A supervisora técnica do Hemocentro Regional de Picos, Ludmilla Alencar, destacou em entrevista ao Grande Jornal - veiculado pelas rádios Grande Fm e Difusora de Picos - a relevância da doação de medula óssea para salvar vidas e a necessidade de ampliar o número de voluntários cadastrados.
“Existem muitas doenças hematológicas e cancerígenas cuja cura será através da doação da medula. Infelizmente, ainda temos pouca adesão. Este ano, só tivemos 36 cadastros”, afirmou.

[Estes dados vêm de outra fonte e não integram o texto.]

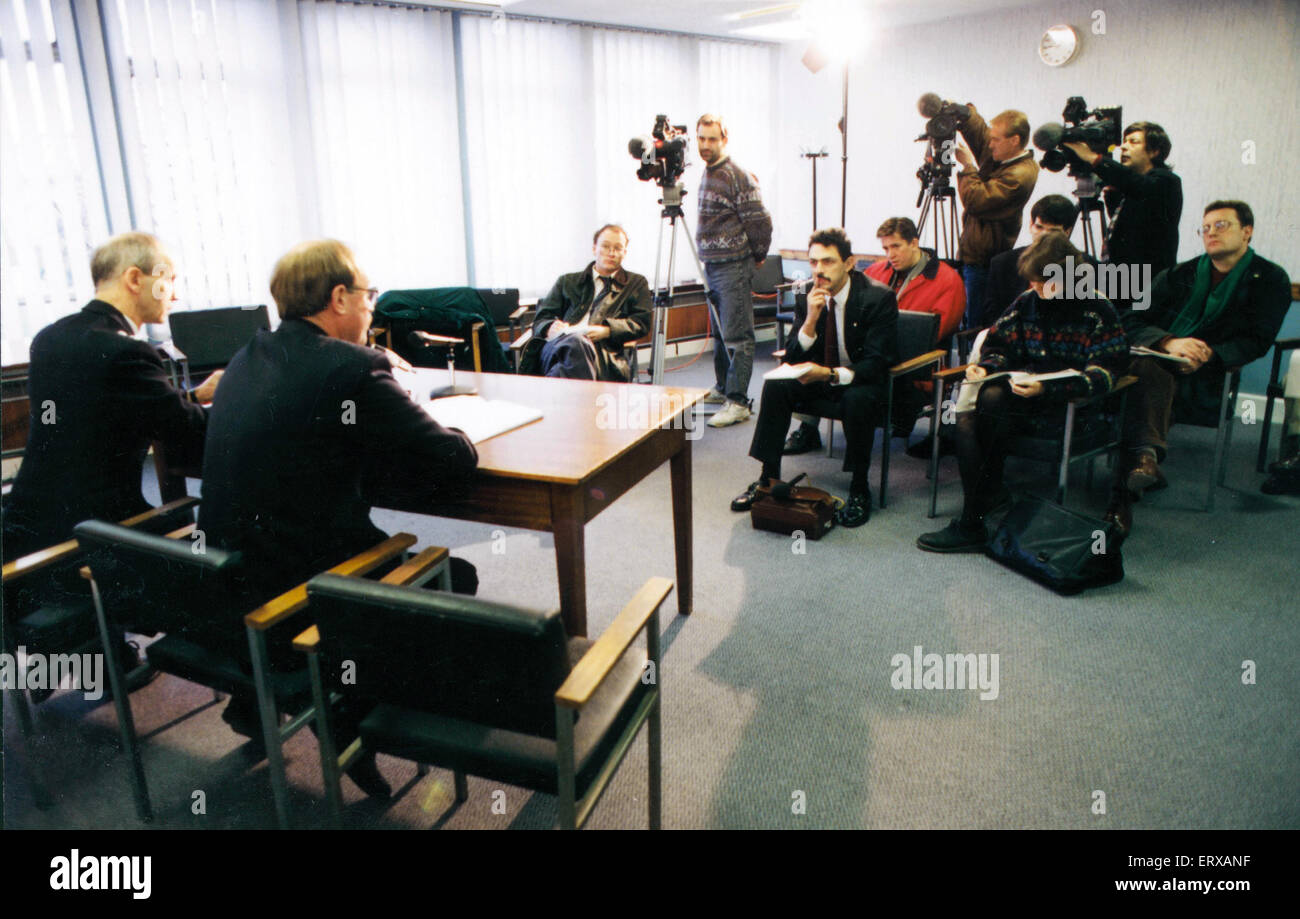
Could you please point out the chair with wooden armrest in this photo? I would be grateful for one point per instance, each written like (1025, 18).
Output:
(629, 354)
(46, 612)
(1222, 432)
(917, 334)
(489, 689)
(185, 590)
(1275, 389)
(1087, 433)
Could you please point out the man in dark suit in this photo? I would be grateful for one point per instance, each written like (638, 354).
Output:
(1144, 198)
(848, 339)
(307, 419)
(588, 317)
(1209, 313)
(99, 395)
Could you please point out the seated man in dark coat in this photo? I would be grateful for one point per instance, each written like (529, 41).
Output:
(588, 317)
(306, 417)
(99, 397)
(846, 342)
(1051, 212)
(1213, 312)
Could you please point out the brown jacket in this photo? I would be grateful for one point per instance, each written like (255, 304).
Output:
(993, 198)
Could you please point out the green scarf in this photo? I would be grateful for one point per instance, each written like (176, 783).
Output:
(1205, 306)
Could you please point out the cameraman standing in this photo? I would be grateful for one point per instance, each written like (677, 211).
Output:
(995, 185)
(1144, 199)
(735, 232)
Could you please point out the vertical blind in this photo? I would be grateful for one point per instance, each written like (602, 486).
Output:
(246, 126)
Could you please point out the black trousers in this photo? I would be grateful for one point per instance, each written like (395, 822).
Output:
(859, 407)
(349, 711)
(571, 358)
(982, 438)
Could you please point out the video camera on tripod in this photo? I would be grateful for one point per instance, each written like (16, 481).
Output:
(936, 170)
(662, 154)
(940, 134)
(1100, 129)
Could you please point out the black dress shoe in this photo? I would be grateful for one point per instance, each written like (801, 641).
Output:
(1282, 482)
(365, 775)
(802, 440)
(1290, 465)
(1122, 516)
(745, 499)
(856, 511)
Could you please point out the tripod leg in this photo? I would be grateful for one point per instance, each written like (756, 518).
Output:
(700, 267)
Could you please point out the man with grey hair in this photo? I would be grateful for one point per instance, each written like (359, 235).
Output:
(99, 397)
(733, 234)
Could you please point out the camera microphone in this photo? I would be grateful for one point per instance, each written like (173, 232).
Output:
(1048, 137)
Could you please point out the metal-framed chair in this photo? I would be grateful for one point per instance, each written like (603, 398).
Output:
(1075, 445)
(917, 338)
(185, 590)
(1275, 390)
(488, 689)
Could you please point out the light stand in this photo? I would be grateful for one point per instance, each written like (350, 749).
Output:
(1090, 204)
(813, 156)
(844, 155)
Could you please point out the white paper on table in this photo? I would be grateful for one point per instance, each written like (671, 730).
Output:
(480, 417)
(1149, 352)
(787, 372)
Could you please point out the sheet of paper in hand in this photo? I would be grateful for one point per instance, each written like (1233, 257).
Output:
(480, 417)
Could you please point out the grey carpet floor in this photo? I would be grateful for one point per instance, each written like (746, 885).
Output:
(779, 707)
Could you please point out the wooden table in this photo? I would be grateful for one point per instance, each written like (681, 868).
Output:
(592, 445)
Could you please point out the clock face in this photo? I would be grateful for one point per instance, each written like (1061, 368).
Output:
(1057, 46)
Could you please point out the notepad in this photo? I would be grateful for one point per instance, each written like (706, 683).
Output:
(787, 372)
(1025, 377)
(1139, 351)
(480, 417)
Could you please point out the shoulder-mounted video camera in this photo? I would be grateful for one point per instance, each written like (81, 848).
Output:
(662, 154)
(1101, 129)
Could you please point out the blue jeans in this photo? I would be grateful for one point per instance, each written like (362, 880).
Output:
(975, 277)
(733, 342)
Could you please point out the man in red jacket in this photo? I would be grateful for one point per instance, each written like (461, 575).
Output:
(922, 282)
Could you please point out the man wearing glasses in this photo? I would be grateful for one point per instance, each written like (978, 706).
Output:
(1217, 311)
(307, 423)
(589, 316)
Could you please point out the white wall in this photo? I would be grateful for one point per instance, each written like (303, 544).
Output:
(1214, 74)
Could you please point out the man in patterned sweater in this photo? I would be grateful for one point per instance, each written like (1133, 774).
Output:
(1041, 332)
(733, 234)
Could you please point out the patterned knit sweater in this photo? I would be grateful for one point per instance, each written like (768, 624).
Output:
(1044, 336)
(733, 224)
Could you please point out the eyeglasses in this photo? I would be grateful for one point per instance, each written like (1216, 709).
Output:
(1217, 226)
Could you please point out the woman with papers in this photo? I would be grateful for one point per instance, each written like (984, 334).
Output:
(1044, 350)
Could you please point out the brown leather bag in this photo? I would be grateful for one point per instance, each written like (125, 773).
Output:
(784, 507)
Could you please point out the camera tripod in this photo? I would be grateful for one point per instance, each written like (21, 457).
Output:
(940, 196)
(672, 213)
(1086, 191)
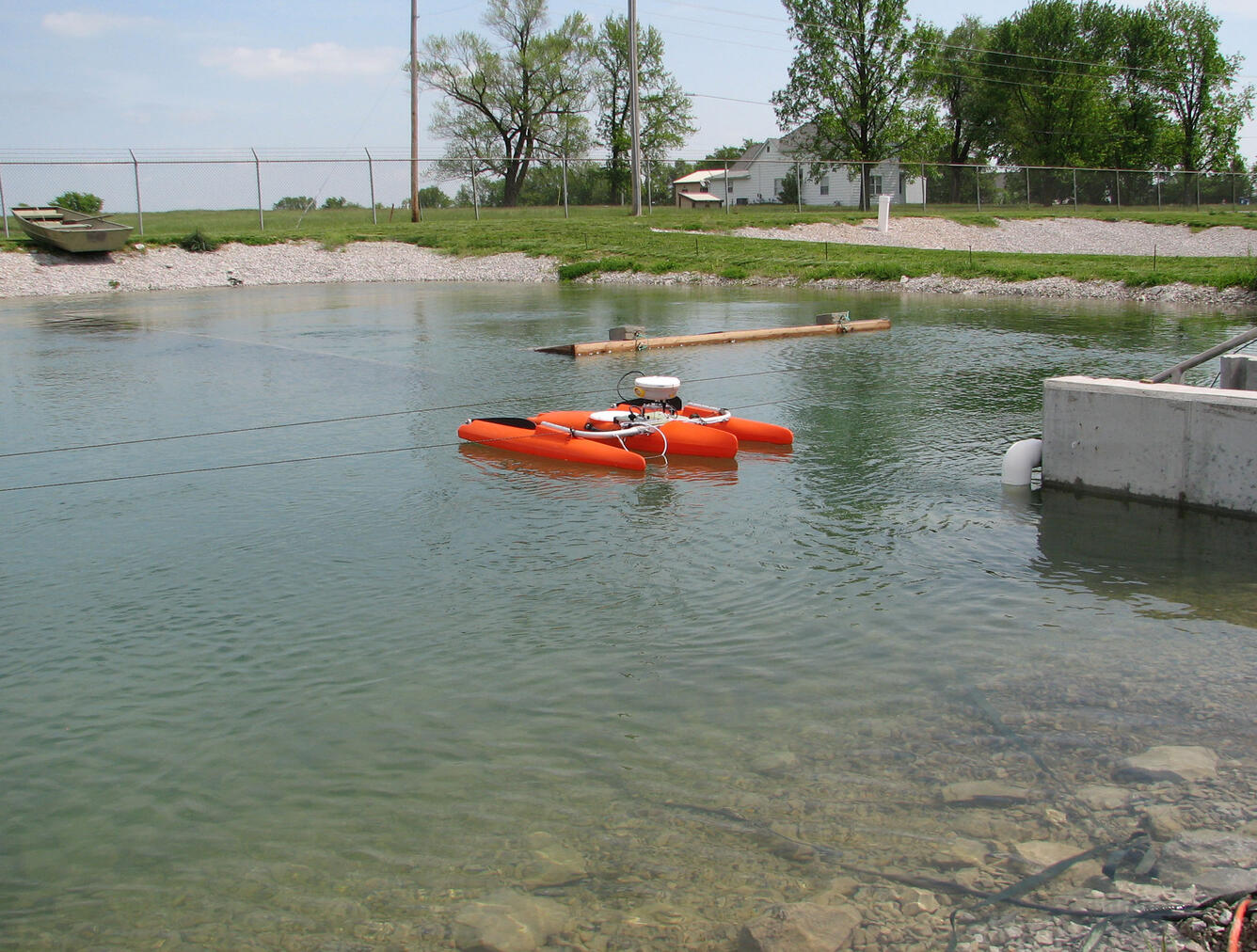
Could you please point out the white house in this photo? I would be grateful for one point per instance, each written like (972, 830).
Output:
(760, 172)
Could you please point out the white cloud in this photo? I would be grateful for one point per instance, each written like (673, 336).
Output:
(82, 24)
(318, 59)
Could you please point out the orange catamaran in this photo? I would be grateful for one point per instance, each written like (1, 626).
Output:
(654, 422)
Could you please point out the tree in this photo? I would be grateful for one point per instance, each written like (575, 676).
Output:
(83, 201)
(665, 111)
(852, 83)
(508, 105)
(953, 73)
(1194, 86)
(1050, 79)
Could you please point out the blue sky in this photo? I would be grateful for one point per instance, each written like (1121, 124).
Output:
(327, 77)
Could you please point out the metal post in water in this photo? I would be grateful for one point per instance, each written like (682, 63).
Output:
(371, 182)
(257, 167)
(4, 209)
(139, 208)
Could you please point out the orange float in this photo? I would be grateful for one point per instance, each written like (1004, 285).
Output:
(654, 422)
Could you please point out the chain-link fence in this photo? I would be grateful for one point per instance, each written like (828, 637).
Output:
(378, 182)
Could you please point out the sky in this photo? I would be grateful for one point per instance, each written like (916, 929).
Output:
(327, 78)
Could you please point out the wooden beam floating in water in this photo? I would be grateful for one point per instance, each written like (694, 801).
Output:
(767, 333)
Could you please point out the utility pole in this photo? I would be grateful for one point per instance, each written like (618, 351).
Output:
(414, 109)
(632, 107)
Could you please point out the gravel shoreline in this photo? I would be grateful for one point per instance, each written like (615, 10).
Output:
(138, 268)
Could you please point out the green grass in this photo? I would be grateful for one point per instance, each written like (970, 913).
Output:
(670, 239)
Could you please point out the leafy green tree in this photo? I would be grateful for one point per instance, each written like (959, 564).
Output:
(1196, 87)
(1051, 94)
(294, 202)
(853, 86)
(952, 70)
(83, 201)
(665, 112)
(511, 104)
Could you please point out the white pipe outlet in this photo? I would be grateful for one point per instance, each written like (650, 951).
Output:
(1021, 459)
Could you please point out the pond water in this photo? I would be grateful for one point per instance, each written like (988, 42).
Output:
(259, 703)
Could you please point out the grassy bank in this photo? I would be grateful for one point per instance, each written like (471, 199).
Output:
(665, 241)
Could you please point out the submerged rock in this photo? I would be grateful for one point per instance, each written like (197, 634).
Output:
(507, 922)
(1215, 861)
(550, 862)
(984, 792)
(1174, 764)
(800, 927)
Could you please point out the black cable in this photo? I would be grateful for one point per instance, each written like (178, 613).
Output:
(348, 419)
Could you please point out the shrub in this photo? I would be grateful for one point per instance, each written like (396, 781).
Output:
(79, 201)
(571, 272)
(294, 202)
(199, 242)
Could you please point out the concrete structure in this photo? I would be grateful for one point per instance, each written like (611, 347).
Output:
(1238, 372)
(1167, 441)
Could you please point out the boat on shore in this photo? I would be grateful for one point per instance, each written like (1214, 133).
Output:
(655, 422)
(72, 230)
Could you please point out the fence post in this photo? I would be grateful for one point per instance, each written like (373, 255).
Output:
(257, 167)
(139, 208)
(565, 214)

Requisitos para ser doador
Segundo Ludmilla, para se cadastrar é necessário estar em boas condições de saúde e ter entre 18 e 35 anos. Após o cadastro, o voluntário permanece ativo no banco de dados até os 60 anos.
“O cadastro vale por até 60 anos e é mundialmente compartilhado. Caso haja compatibilidade, o INCA entra em contato com o doador para confirmar o interesse e realizar novos testes”, explicou.
A supervisora ressaltou que a medula é responsável pela produção de células sanguíneas e que sua doação pode ser decisiva para pacientes com doenças graves.
“A doação de medula vai dar qualidade para aquele paciente que não está tendo produção de células boas. Já a doação de sangue é mais simples e resolve casos imediatos, como acidentes ou cirurgias”, disse.
Processo de cadastro e compatibilidade
O cadastro pode ser feito durante a doação de sangue, com coleta de uma pequena amostra. Os dados genéticos ficam armazenados no Redome, banco nacional e internacional de doadores.
“Encontrar um doador compatível fora da família é 1 em 1 milhão. Por isso, cada cadastro é uma esperança de tratamento para quem precisa”, destacou.
Quando há compatibilidade, o INCA convoca o doador e custeia todo o processo. A medula retirada se regenera rapidamente.
“Em um mês o doador já está bem. É uma doação simples em comparação ao receptor, que precisa de cuidados intensos para evitar rejeição”, explicou Ludmilla.
A supervisora reforçou que a doação de medula é um ato solidário feito em vida e que pode transformar destinos. “Muita gente tem medo, acha que dói ou que é uma cirurgia grande, mas não é. É mais simples e rápido do que se imagina e faz uma grande diferença na vida de quem precisa”, concluiu.